Il y a de la retenue chez Anne-Charlotte. Une pudeur, une prudence. Pas de timidité, plutôt une réserve. En discutant avec elle de son activité qui relève pour elle de la passion, une passion grandissante, on devine rapidement le feu intérieur, la fougue qui l’animent.  J’imagine bien d’ailleurs Anne-Charlotte enfant. Une petite fille déterminée, discrète mais frondeuse, capable, comme elle me le révèle, de rester cinq heures attablée à son petit bureau pour peindre un oiseau pour la fête des pères.  Cette notion de perfection, accompagnée de l’envie très forte de créer des choses de ses mains, n’a jamais quitté Anne-Charlotte depuis ses jeunes années.

Elle a suivi un parcours d’études artistiques. D’abord une année aux Beaux-arts de Saint-Etienne dont elle garde un très mauvais souvenir: « J’ai vraiment détesté ce système prétentieux et jugeant, à une époque où j’étais plutôt introvertie ». Elle est donc partie ensuite à Rennes, dans une école de design et d’architecture intérieure où elle a retrouvé une certaine sérénité en expérimentant la matière, en se rapprochant de l’objet et de ses plus petits détails. Elle a commencé aussi, à ce moment-là, à introduire les notions de mouvement et de lumière dans son travail. Puis ce fut Paris et ses petits boulots alimentaires pour, en parallèle, pouvoir nourrir son book et travailler en freelance sur des projets de décoration de vitrines pour des marques de luxe avec, déjà, des éléments en papier. Elle sait là qu’elle tient quelque chose. Retour à Rennes où elle commence à créer des lampes en papier, cumule deux temps partiels… et accouche de son premier garçon, Eliott. Anne-Charlotte ne lâche rien. Elle sait ce qu’elle veut… et ce qu’elle ne veut pas: « J’ai réalisé très tôt que je ne pourrais jamais travailler en agence car je savais que je manquerais d’air. La notion de liberté est hyper importante dans ma vie. »

Les baladeuses Aki

Le papier, plein d’attraits

Depuis trois ans et demi, Anne-Charlotte est installée à Lyon, avec son compagnon et ses deux garçons (Camille est né l’an dernier). Depuis septembre, elle se consacre à temps plein à la fabrication de ses lampes: « Enfin j’optimise au maximum mes journées, entre les sorties d’école et de crèche! ». Elle a définitivement opté pour le papier. « Au début, parce que c’est une matière peu coûteuse et que je voulais pouvoir pleinement m’exprimer sans être pénalisée par un critère économique. Mais finalement, le papier s’est révélé plein d’attraits! » explique-t-elle. Anne-Charlotte utilise donc un papier Canson assez basique, dont le grammage tient l’équilibre entre une densité suffisante pour permettre les pliages et une transparence indispensable au passage de la lumière.

La lampe Tripode

Anne-Charlotte commence toujours par esquisser quelques croquis de la lampe qu’elle a en tête. Puis très vite, elle entre dans le vif de la matière. Enfermée dans son petit atelier, elle teste ses idées sur des bouts de papier, découpe, perfore, coud, plie… avant de se lancer en grand format. Elle a choisi de travailler principalement en blanc qui, naturellement, permet une réflexion de la lumière entraînant jeux d’ombres et de transparences. Il est aussi vecteur de sérénité. « Et puis la couleur raconte déjà une histoire. Je veux que cette histoire se raconte d’une autre manière, par des perforations, par des écailles par exemple, précise Anne-Charlotte, j’aime aussi que l’objet ait une double lecture, lorsqu’il est allumé et lorsqu’il est éteint. »
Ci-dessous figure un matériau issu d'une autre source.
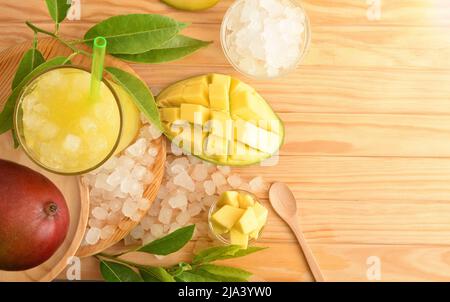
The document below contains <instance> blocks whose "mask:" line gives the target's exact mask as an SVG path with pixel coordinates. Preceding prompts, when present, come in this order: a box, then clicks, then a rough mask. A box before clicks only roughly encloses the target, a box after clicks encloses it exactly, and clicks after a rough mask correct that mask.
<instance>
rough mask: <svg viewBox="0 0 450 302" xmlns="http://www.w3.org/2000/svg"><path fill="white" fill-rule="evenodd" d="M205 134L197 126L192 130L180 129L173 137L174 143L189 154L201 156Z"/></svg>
mask: <svg viewBox="0 0 450 302" xmlns="http://www.w3.org/2000/svg"><path fill="white" fill-rule="evenodd" d="M205 137H206V133H205V132H203V131H202V129H201V128H200V127H198V126H195V127H192V128H184V127H183V128H182V130H181V132H180V133H179V134H178V135H177V136H176V137H175V139H174V142H175V143H176V144H177V145H178V146H180V147H182V148H183V149H185V150H188V151H189V152H190V153H191V154H193V155H197V154H203V146H204V141H205Z"/></svg>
Détail de la matière écaillée

Un univers animal et végétal

Pour moi, ses lampes sont vivantes, elles ont quelque chose d’animal ou de végétal selon les modèles. Anne-Charlotte me le confirme en citant ses sources d’inspirations: « Les abysses, les invertébrés, toutes ces créatures folles qui peuplent le fond des mers et qui parfois s’illuminent, la nature aussi… »

La lampe Boa

Ma lampe préférée s’appelle Boa, un comble pour moi qui aie la phobie des serpents! C’est l’objet mouvant par excellence: elle glisse et ondule et si elle est inspirée des mouvements du serpent, elle peut aussi faire penser à une fleur, une robe de princesse, une chevelure ou une queue de sirène. Elle est tout simplement magnifique, a fortiori dans son format XXL puisque Anne-Charlotte a la bonne idée de proposer ses créations en plusieurs dimensions.

La lampe Boa, très grand format

Aujourd’hui, Anne-Charlotte voudrait offrir plus de visibilité à ses créations, dans des boutiques et des expositions. Sa lampe Boa est en ce moment même présentée à Paris, à la galerie VIA, dans le cadre de l’exposition Hybrid[e] Le design français se métamorphose (jusqu’au 6 mai).

La veilleuse Boa joue les stars en noir.

« Je souhaiterais aussi créer des correspondances avec d’autres artisans d’art et développer d’autres savoir-faire pour que le champ des possibles soit toujours plus vaste » annonce la créatrice. Je vous l’ai dit, cette fille a le feu, on n’est pas prêt de l’arrêter.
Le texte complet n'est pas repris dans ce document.